I've been diagnosed with liver cancer.

Nothing I drank, smoked, or slept with led to this. Just a thing that is. But it's serious and terrifying.

We've got a great doctor, and we're hopeful. And there's really only one option with this, and that's to go right straight through it.

So that's our plan...

Just want you to know, and to hear from me. We love you and your family and hope to talk to you soon...

-Gareth


We kept in much closer contact after that.

I would email, text, or call often just to check up on him, and early on, he told me he did chemo on Wednesday mornings. So I set an alarm on my phone that just read “Gareth”, for 9AM every Wednesday, and that was my reminder to contact your father, even if we had nothing particularly important to say to one another. He inspired that kind of fidelity.

Sometimes, he didn't respond. Sometime, he just told me how much it hurt, or how tired he was. But sometimes he sent text messages so long they might as well have been emails, or even the beginnings of a novel. Sometimes he was able to muster that kind of energy, especially if it was about a book he was reading, music that he liked, or a recommendation he wanted to give.

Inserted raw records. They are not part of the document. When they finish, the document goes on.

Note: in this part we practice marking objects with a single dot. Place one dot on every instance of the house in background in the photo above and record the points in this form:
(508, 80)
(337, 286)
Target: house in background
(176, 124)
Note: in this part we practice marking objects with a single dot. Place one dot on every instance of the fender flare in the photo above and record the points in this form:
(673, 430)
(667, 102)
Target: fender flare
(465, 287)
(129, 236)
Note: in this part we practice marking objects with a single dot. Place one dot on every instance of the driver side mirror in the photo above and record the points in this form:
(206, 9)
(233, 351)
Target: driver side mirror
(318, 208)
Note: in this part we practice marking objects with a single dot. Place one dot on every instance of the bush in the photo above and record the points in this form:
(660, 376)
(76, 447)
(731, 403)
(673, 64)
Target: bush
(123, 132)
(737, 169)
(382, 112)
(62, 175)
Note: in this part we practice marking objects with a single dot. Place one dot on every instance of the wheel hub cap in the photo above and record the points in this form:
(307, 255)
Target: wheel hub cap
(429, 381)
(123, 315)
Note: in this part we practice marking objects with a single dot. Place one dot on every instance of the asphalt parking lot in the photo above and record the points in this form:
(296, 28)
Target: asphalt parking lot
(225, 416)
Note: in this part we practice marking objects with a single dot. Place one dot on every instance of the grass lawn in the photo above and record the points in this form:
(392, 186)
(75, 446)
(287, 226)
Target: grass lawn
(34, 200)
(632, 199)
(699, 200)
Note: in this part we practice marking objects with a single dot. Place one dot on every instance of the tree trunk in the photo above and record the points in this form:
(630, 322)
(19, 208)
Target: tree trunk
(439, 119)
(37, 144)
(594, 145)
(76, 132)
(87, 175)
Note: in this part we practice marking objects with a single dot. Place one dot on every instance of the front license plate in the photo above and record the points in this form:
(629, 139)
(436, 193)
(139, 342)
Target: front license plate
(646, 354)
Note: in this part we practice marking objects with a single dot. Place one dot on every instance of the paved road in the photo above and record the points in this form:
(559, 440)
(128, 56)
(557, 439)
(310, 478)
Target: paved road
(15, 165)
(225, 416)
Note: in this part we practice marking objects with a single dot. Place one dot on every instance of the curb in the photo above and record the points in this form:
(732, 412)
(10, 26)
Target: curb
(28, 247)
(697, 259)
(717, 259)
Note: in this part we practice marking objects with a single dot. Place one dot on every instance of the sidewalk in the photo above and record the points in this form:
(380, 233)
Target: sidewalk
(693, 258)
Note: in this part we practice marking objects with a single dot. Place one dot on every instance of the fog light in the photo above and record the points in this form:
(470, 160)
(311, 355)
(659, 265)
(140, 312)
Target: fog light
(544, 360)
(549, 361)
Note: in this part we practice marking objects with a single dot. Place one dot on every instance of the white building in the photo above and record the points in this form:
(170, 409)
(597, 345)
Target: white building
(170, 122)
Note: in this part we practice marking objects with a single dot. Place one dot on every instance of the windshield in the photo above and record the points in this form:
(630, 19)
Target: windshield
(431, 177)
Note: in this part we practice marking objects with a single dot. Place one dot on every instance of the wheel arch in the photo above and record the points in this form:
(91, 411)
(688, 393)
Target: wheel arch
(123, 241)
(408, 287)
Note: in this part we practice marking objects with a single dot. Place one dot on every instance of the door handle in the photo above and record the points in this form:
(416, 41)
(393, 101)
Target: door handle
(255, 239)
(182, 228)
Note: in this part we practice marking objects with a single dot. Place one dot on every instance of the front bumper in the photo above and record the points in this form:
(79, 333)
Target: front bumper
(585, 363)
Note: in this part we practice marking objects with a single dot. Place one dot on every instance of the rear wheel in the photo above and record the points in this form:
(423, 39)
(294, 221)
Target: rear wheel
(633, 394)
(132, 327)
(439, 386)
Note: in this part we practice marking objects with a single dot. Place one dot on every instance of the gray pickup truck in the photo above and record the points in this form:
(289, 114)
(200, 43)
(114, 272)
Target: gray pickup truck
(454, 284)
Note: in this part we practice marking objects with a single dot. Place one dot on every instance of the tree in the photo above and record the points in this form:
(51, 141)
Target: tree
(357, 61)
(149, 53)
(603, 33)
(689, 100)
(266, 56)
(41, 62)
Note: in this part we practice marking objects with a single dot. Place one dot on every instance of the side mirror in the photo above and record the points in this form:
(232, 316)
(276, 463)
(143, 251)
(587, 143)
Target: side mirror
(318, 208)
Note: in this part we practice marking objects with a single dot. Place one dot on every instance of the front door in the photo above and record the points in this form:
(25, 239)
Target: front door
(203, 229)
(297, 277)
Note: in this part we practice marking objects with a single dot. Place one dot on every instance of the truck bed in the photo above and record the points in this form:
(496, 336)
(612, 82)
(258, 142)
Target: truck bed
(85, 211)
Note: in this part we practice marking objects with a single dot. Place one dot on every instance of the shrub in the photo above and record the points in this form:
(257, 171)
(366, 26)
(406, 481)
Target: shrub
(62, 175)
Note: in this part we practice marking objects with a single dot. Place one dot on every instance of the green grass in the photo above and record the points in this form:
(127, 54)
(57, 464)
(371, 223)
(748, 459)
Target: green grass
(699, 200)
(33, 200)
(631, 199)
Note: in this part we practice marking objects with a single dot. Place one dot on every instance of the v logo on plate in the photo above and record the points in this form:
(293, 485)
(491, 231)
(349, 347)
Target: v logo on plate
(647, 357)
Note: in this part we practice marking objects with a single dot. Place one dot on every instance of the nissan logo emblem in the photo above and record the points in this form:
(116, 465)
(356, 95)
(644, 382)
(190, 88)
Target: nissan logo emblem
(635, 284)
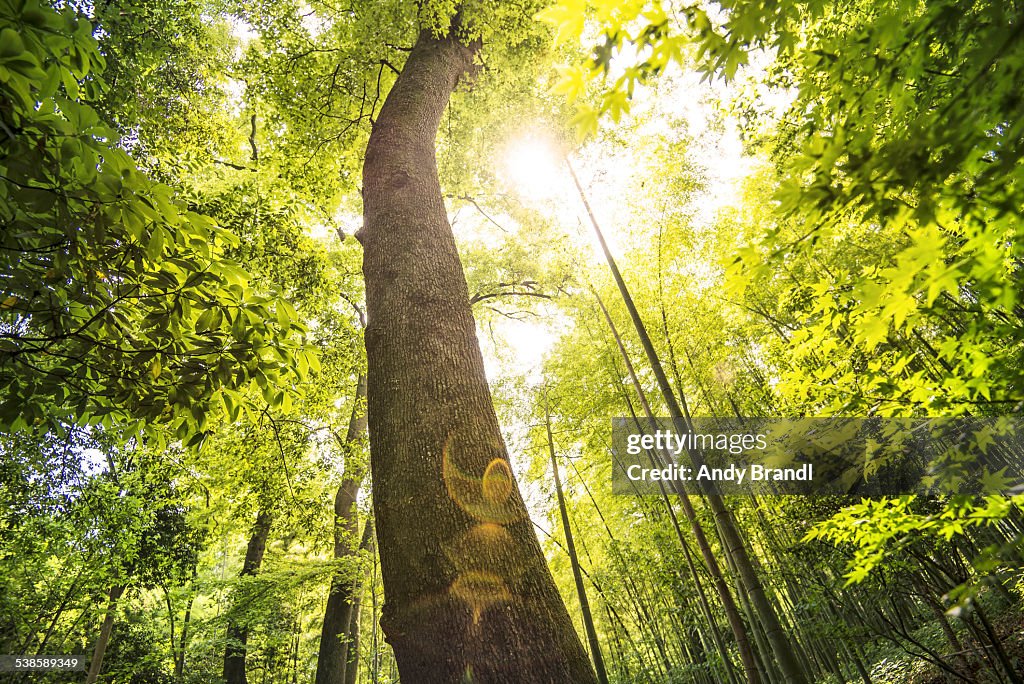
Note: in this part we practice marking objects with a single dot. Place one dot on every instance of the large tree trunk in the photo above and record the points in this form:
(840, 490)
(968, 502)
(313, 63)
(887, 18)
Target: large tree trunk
(468, 593)
(238, 633)
(335, 634)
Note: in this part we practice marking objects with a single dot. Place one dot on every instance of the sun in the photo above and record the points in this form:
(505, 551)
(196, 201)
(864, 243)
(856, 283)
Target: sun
(531, 166)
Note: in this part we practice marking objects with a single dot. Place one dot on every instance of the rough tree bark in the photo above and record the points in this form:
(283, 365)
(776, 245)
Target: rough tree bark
(238, 634)
(468, 594)
(335, 634)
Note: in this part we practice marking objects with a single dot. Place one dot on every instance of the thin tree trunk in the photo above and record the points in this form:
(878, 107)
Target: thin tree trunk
(352, 654)
(238, 633)
(179, 657)
(468, 594)
(104, 634)
(781, 648)
(588, 617)
(338, 613)
(747, 655)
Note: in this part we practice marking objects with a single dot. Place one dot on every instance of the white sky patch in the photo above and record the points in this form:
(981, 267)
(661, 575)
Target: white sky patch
(517, 348)
(236, 90)
(311, 22)
(532, 166)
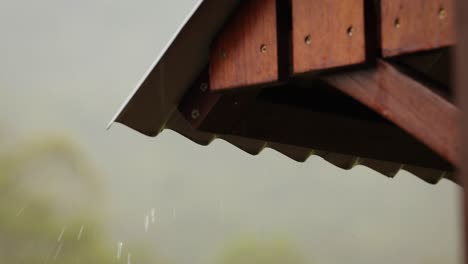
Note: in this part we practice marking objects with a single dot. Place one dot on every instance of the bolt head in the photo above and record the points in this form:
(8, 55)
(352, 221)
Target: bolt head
(308, 40)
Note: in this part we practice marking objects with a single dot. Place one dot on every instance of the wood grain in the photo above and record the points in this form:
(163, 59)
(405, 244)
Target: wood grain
(327, 34)
(407, 103)
(245, 53)
(416, 25)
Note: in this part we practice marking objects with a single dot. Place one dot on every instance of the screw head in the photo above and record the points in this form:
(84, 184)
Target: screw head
(442, 13)
(397, 23)
(195, 114)
(350, 31)
(308, 40)
(204, 87)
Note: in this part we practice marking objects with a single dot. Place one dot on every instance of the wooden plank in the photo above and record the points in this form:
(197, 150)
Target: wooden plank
(245, 53)
(327, 34)
(303, 117)
(461, 65)
(407, 103)
(416, 25)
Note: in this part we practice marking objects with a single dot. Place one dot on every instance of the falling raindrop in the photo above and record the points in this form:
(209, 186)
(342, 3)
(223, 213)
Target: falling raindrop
(119, 249)
(78, 237)
(61, 234)
(146, 223)
(153, 215)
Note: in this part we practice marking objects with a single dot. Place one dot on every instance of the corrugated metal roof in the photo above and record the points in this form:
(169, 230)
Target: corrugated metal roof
(152, 106)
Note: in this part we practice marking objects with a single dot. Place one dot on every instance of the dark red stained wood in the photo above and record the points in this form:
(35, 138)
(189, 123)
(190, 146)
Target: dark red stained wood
(416, 25)
(327, 34)
(461, 66)
(198, 102)
(407, 103)
(281, 117)
(245, 53)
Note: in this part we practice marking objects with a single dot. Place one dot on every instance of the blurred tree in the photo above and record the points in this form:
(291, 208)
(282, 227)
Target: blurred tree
(49, 215)
(251, 251)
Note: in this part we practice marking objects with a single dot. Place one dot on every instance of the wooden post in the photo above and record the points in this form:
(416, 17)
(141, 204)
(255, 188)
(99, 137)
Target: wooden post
(246, 53)
(461, 63)
(416, 25)
(327, 34)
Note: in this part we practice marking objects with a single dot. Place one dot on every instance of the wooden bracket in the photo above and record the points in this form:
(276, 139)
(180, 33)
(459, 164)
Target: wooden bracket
(330, 122)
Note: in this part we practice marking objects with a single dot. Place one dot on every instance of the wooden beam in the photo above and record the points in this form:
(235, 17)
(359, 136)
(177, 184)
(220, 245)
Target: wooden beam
(415, 25)
(406, 102)
(245, 53)
(327, 34)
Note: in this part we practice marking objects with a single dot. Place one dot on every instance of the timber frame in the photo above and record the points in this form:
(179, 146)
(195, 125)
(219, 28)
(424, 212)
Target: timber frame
(368, 62)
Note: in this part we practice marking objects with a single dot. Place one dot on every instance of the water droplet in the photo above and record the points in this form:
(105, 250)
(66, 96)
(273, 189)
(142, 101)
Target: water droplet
(119, 249)
(146, 223)
(61, 234)
(78, 237)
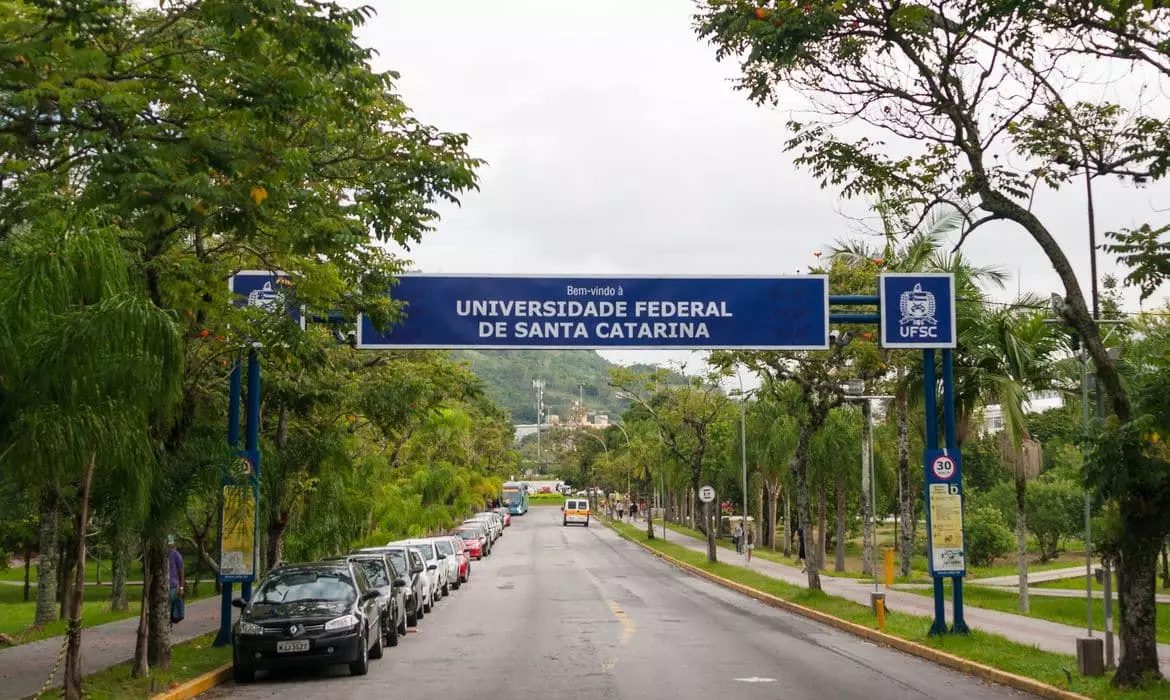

In the last years of your father's life, he devoured movies. The final email he ever sent to me was a list of all the movies he had recently watched, with ratings for them and little comments in the margins. Even with the amount of agony he was in on a daily basis, he never let that stop him from living his life fully, making future plans, hoping.

He and I were trying to make a movie ourselves, largely about his experiences with cancer. As I envisioned it, it was going to be a filmed monologue of him reading the beautiful pieces he wrote, about growing up in Oxford, Ohio, our hometown. About his first bout of cancer as a baby. About meeting the art critic Jerry Saltz. About the cancer that would end up taking his life.

We had long phone calls to talk about the project, and some of his final messages to me were in July of 2021, during a particularly brutal series of chemo treatments and hospital stays that would mark the end. He sent me a picture of him in a hospital bed looking particularly bad, saying you kids were calling him “zombie dad”. He never lost his sense of humor.

And then he died. I cried on the side of the road in the middle of West Texas, texted him that I loved him even though I knew he'd never see it. Ever since he was diagnosed, I knew he wouldn't live that long, but still, the end seemed so sudden.

I adored your dad. I was better for having known him. I miss his big loud stupid booming voice. I miss hearing his voice on his podcast with Brad. I miss discussing books, music, movies. I miss his outlook on life, the grace with which he faced the immense pain he dealt with daily. I miss those Wednesday messages, and it was only this past week, so many months since his death, that I finally turned off the “Gareth” alarm on my phone. I just wasn't able to do it before now.

Today, April 30, 2022, we come together in Brooklyn at the Gathering For Gareth. There will be people from so many parts of your father's rich, full life, and you will hear and ingest so many of their recollections and impressions that they inevitably will meld with your own. I'm writing to you about my own experiences with your dad because, the older I get and the more insight I gain, I realize that, over time, memories become so much of what remain of those we love. I hope by sharing some of my own memories, you get a slightly better sense of who he was.

After all, you are part of him: your smiles, your eyes, your names, your faces, your curiosity, your kindness. When you were born, you became his whole world. Now that he's gone, you are the way he stays in it.

With love,

James Francis Flynn

P.S. – On a personal and perhaps selfish note, one of the only good things to have come from your dad's death was that I got to know your mother. I have come to see Amy as a funny, smart, caring, creative, competent woman who is stronger than you'll probably ever know, and I am honestly in awe of her. I am so happy and proud that, even through this terrible situation, we have come to be friends.